Roughly speaking, the first half of the book consists of Burroughs's attempts to win his father's affection. He tries to enlist his father to play baseball with him. He follows his father, a philosophy professor, to school. He goes grocery shopping with him. But whatever Burroughs does earns his father's wrath, and so he's reduced to taking his father's clothes and making a stuffed version of him, with which he sleeps at night.

Slowly, Burroughs begins to recognize his rage at his father. He dreams about killing him. But these dreams make him only more fearful and self-loathing. Is he like his father? Is he capable of the same violence?
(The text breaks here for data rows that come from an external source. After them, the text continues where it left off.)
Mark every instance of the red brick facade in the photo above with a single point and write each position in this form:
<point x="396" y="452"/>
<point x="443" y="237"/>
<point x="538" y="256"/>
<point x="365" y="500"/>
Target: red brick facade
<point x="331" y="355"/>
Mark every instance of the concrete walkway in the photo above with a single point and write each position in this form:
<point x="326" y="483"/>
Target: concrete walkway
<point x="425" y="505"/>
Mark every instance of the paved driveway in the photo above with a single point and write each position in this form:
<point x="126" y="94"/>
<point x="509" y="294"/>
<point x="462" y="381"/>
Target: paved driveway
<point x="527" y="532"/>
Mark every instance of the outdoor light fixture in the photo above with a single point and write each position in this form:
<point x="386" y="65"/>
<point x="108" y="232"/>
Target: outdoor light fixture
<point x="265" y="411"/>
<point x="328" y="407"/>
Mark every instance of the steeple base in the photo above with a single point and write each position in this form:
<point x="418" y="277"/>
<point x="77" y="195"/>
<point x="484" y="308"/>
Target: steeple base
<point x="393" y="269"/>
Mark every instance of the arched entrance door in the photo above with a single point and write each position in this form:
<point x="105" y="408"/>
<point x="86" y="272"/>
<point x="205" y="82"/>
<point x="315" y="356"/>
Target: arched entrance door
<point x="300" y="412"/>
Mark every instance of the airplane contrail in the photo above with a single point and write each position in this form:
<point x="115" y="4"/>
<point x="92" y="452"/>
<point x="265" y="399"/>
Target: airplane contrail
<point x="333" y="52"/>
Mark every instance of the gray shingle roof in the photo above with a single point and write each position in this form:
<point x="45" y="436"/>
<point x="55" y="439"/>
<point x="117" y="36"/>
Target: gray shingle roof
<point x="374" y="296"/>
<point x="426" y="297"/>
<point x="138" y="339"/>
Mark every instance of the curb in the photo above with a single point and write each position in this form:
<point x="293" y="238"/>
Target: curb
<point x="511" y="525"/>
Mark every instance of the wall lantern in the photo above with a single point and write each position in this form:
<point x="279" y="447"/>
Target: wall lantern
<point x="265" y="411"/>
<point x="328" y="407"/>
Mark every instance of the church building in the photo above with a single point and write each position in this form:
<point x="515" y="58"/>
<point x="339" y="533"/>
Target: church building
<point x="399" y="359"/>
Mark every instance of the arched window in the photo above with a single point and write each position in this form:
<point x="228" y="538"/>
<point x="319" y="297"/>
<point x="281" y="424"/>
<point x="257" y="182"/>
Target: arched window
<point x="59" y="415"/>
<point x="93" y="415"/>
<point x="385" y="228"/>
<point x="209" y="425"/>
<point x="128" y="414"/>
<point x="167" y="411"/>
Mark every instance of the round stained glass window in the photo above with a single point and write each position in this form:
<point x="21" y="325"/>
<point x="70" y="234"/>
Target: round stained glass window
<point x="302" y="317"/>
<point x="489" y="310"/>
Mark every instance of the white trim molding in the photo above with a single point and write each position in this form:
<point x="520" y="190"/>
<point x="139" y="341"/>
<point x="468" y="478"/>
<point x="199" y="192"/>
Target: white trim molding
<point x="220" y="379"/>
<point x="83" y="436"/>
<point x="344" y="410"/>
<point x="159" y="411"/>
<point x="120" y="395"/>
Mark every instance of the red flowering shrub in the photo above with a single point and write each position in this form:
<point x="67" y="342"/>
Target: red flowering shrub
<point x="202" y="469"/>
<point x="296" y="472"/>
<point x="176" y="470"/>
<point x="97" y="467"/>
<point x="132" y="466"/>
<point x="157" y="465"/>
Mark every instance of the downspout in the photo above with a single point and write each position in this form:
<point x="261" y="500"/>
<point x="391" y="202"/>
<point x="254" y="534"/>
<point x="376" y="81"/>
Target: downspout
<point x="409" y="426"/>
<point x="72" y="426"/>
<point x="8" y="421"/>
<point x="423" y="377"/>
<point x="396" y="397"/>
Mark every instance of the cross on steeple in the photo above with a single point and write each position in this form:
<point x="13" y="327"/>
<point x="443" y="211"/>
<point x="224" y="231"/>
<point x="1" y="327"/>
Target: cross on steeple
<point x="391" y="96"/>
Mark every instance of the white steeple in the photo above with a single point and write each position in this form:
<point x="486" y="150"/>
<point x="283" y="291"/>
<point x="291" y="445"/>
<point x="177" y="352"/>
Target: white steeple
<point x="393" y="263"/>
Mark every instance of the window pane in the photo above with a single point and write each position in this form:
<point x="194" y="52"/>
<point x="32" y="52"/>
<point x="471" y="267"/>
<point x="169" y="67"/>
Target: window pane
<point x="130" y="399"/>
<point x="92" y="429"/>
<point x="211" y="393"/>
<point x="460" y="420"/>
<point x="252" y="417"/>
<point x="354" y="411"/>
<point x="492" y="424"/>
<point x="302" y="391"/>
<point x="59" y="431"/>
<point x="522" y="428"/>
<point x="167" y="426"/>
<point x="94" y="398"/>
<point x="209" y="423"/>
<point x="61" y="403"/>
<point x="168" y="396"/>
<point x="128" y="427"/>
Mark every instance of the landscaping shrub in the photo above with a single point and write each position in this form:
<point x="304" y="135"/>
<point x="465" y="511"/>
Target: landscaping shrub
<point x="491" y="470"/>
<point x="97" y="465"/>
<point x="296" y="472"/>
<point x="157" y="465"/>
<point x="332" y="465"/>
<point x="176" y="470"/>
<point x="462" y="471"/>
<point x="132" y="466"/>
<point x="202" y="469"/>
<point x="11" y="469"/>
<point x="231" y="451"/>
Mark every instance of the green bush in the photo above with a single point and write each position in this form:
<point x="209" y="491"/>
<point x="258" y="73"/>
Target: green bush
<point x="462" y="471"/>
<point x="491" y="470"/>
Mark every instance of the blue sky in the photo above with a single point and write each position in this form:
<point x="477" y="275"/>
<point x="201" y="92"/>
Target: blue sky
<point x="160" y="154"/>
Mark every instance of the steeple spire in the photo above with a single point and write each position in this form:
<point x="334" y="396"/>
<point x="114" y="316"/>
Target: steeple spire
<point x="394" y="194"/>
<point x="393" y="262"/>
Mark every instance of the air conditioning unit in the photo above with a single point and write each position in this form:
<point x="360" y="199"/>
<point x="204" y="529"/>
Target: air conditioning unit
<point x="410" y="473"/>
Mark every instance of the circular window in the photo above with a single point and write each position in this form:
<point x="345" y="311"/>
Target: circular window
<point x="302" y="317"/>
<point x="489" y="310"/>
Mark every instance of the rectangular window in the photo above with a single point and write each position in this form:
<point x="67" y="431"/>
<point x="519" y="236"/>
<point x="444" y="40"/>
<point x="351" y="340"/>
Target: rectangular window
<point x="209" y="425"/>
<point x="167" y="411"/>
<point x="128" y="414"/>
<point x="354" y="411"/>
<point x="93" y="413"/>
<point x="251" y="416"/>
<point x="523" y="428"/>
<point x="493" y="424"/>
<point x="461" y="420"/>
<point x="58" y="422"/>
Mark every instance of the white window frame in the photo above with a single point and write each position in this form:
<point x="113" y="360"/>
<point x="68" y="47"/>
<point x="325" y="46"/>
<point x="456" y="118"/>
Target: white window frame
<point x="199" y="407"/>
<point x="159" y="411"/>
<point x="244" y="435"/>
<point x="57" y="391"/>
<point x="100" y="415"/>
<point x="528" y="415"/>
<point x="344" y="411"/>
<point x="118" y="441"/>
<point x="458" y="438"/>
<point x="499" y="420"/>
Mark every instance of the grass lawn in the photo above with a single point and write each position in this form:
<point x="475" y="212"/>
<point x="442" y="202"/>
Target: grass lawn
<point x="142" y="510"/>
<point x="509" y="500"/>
Along the way, he writes that he comes close to actual violence, handing his brother a loaded gun, which his brother points at their father. Later, after his father has moved out, he calls Burroughs and tells him he's driving over to kill him.

But Burroughs survives. "I was going to make something of myself," he tells the reader. "Something big." And he does. He becomes a successful ad man and a best-selling author. In the end, "A Wolf at the Table" is about recovery, and who would begrudge Burroughs that experience? The problem is that the sentiment is too familiar (there's even the obligatory chapter about Burroughs's father's own abusive childhood), the writing canned. Although occasionally Burroughs comes up with a striking image - he describes his father's Dodge Aspen as "so bare of features it didn't even have an AM radio, just a blank metal panel where a radio should be, like an automotive birth defect" - for the most part the language is at best serviceable, often a good deal worse.
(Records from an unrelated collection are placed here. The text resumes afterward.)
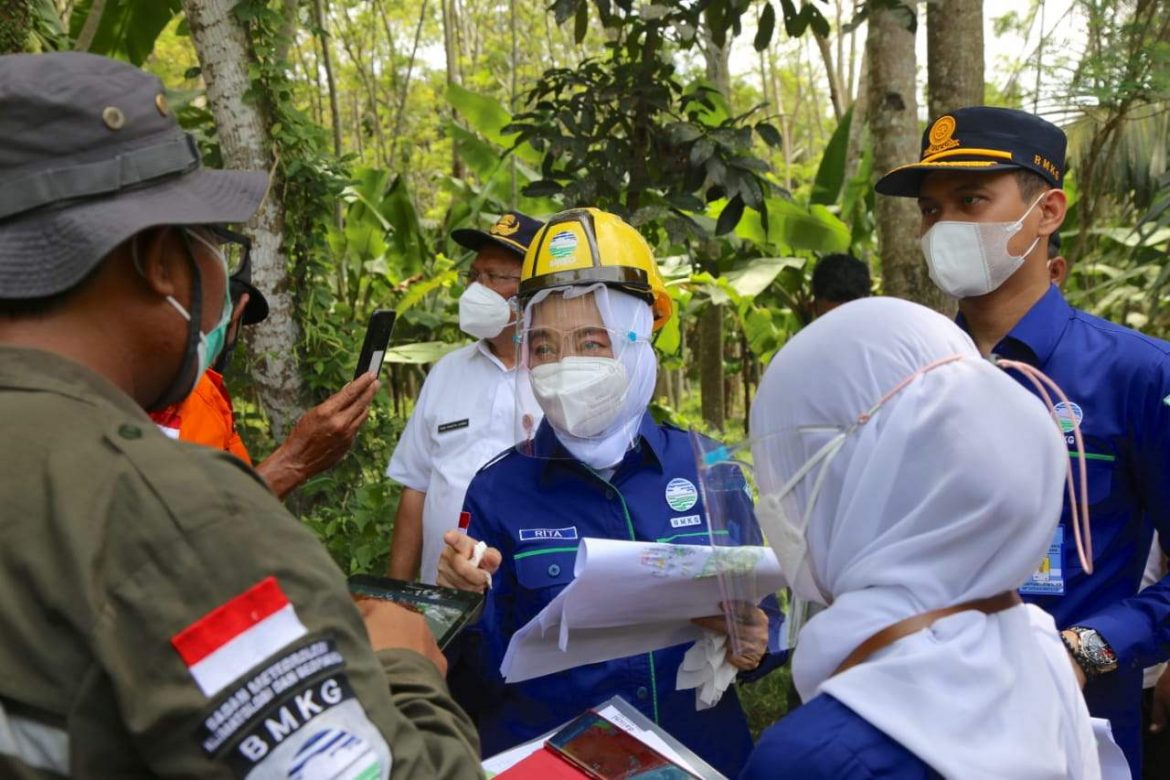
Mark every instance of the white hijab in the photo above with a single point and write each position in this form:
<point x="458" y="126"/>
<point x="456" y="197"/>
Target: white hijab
<point x="950" y="492"/>
<point x="626" y="313"/>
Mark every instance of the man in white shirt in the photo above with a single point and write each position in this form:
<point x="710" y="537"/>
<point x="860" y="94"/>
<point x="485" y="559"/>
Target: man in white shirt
<point x="466" y="413"/>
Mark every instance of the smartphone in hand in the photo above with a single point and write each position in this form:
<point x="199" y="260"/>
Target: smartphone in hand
<point x="377" y="339"/>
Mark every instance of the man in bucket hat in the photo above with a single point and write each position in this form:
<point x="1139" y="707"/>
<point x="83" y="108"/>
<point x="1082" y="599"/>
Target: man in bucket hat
<point x="318" y="440"/>
<point x="163" y="615"/>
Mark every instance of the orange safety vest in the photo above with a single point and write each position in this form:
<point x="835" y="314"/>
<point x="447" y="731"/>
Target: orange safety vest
<point x="205" y="418"/>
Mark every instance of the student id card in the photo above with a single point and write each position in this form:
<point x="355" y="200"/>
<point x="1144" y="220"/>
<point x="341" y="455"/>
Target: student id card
<point x="1048" y="579"/>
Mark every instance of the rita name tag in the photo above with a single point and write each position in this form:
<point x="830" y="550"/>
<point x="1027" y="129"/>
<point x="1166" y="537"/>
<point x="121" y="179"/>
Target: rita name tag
<point x="455" y="425"/>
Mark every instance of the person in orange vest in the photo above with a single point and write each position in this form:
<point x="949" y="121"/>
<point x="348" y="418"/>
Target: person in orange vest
<point x="321" y="437"/>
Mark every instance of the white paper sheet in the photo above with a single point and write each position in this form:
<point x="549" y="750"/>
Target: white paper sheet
<point x="510" y="758"/>
<point x="628" y="598"/>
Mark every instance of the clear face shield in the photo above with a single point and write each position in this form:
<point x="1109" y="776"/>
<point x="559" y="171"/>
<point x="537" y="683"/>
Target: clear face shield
<point x="778" y="518"/>
<point x="577" y="360"/>
<point x="790" y="469"/>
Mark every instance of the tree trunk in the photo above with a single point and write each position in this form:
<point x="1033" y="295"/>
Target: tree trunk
<point x="954" y="54"/>
<point x="289" y="22"/>
<point x="451" y="48"/>
<point x="406" y="82"/>
<point x="243" y="133"/>
<point x="893" y="119"/>
<point x="832" y="76"/>
<point x="327" y="59"/>
<point x="710" y="322"/>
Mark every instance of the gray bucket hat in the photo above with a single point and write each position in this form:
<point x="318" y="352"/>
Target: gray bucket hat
<point x="90" y="154"/>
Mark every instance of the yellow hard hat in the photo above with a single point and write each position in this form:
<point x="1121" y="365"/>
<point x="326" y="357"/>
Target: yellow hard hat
<point x="587" y="246"/>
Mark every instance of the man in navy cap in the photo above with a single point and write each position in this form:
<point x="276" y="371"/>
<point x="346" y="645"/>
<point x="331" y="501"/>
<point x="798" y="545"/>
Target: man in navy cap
<point x="318" y="440"/>
<point x="989" y="186"/>
<point x="466" y="412"/>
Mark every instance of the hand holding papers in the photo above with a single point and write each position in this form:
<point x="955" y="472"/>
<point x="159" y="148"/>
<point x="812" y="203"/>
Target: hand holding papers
<point x="628" y="598"/>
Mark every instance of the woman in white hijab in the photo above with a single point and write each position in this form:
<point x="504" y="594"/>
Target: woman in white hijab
<point x="912" y="487"/>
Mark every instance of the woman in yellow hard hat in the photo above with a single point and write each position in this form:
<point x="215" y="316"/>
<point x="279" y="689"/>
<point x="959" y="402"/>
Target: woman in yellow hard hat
<point x="598" y="466"/>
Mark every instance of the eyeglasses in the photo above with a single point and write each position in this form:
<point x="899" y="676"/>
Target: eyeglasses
<point x="550" y="344"/>
<point x="234" y="247"/>
<point x="472" y="277"/>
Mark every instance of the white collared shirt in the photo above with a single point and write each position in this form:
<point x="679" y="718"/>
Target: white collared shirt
<point x="465" y="415"/>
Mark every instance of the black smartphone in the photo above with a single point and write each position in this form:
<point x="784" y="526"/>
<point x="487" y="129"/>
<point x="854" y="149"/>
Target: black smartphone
<point x="373" y="347"/>
<point x="446" y="611"/>
<point x="605" y="752"/>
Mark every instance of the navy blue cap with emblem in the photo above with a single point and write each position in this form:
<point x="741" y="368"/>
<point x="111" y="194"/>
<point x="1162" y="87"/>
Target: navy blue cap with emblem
<point x="513" y="232"/>
<point x="984" y="139"/>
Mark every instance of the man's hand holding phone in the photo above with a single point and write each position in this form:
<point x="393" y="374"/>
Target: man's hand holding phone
<point x="392" y="627"/>
<point x="456" y="568"/>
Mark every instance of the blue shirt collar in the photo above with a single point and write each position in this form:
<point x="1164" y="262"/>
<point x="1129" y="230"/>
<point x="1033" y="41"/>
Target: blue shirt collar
<point x="1034" y="337"/>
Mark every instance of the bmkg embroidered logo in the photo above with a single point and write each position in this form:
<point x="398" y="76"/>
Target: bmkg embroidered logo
<point x="507" y="225"/>
<point x="1068" y="415"/>
<point x="941" y="136"/>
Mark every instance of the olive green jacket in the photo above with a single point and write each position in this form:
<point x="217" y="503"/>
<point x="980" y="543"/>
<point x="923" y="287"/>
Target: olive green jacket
<point x="163" y="614"/>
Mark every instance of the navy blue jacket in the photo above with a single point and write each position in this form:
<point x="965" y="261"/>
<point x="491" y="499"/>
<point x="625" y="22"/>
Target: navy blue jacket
<point x="826" y="740"/>
<point x="535" y="511"/>
<point x="1119" y="381"/>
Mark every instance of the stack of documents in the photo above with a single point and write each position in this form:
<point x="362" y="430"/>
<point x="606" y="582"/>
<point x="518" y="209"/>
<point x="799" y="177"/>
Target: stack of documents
<point x="630" y="598"/>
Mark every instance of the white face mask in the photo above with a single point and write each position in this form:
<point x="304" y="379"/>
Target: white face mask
<point x="971" y="259"/>
<point x="482" y="311"/>
<point x="580" y="395"/>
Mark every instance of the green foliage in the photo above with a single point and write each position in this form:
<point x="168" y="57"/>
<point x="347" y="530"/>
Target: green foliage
<point x="128" y="28"/>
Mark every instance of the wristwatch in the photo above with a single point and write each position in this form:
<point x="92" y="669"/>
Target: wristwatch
<point x="1089" y="650"/>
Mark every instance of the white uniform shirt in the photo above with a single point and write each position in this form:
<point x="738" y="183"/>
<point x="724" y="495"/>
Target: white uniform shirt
<point x="463" y="418"/>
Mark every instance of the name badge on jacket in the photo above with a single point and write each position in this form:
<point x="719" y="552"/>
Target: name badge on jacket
<point x="447" y="427"/>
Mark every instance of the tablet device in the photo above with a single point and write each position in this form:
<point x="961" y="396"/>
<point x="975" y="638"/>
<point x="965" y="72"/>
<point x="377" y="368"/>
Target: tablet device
<point x="446" y="611"/>
<point x="377" y="339"/>
<point x="603" y="751"/>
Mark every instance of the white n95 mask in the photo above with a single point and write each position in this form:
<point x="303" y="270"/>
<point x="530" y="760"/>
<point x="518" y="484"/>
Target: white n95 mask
<point x="971" y="259"/>
<point x="482" y="311"/>
<point x="580" y="395"/>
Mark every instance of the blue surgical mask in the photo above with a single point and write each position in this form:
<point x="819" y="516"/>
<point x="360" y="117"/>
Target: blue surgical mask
<point x="211" y="343"/>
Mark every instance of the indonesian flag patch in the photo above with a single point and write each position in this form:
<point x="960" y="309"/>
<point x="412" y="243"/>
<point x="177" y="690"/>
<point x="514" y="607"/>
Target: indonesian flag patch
<point x="233" y="637"/>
Here, for instance, is Burroughs describing his mother on her wedding day: "At five foot nine and with her long neck and strong, defined jaw, she looked something like a movie star." A long neck, a strong jaw, a character who looks like a movie star: this is lazy, stock writing, and the sentence is hardly atypical.

By the end, the book has devolved into a series of nostrums and talk-show pieties: "Because I never hugged my father, it was his embrace I sought most of all." "I was two people. The sane, funny, advertising me. And the other me, that came out at night." "Whatever happened between [my father and me] had happened a long time ago, I told myself. You made it. You're fine. If there is a hole there, simply walk around it." "If I could just feel he was only a bad father, he was only flawed, he only didn't care. If I could believe that, I felt, I could move on." "My father . . . would never give me what it was I wanted from him. And somehow, I seemed almost all right." "I was not him. I was me. Whatever wrong thing he contained, he had not passed it on."

Recent revelations about fabricated memoirs may give readers pause about " A Wolf at the Table," particularly since Burroughs faced a lawsuit, eventually settled, over alleged inaccuracies in "Running With Scissors." Already, according to The New York Times, some of Burroughs's relatives question some aspects of " A Wolf at the Table." But unless the book proves to be an utter fabrication, the problem with it has nothing to do with accuracy. It has to do with a failure of imagination.

One senses that writing this book has been therapeutic for Burroughs, and reading it may very well be therapeutic for others like him. It's a credit to him that he has persevered - indeed, flourished - in the wake of a dreadful childhood. But suffering on its own doesn't make for literature, nor does it make this a good book.

Joshua Henkin is the author, most recently, of the novel "Matrimony."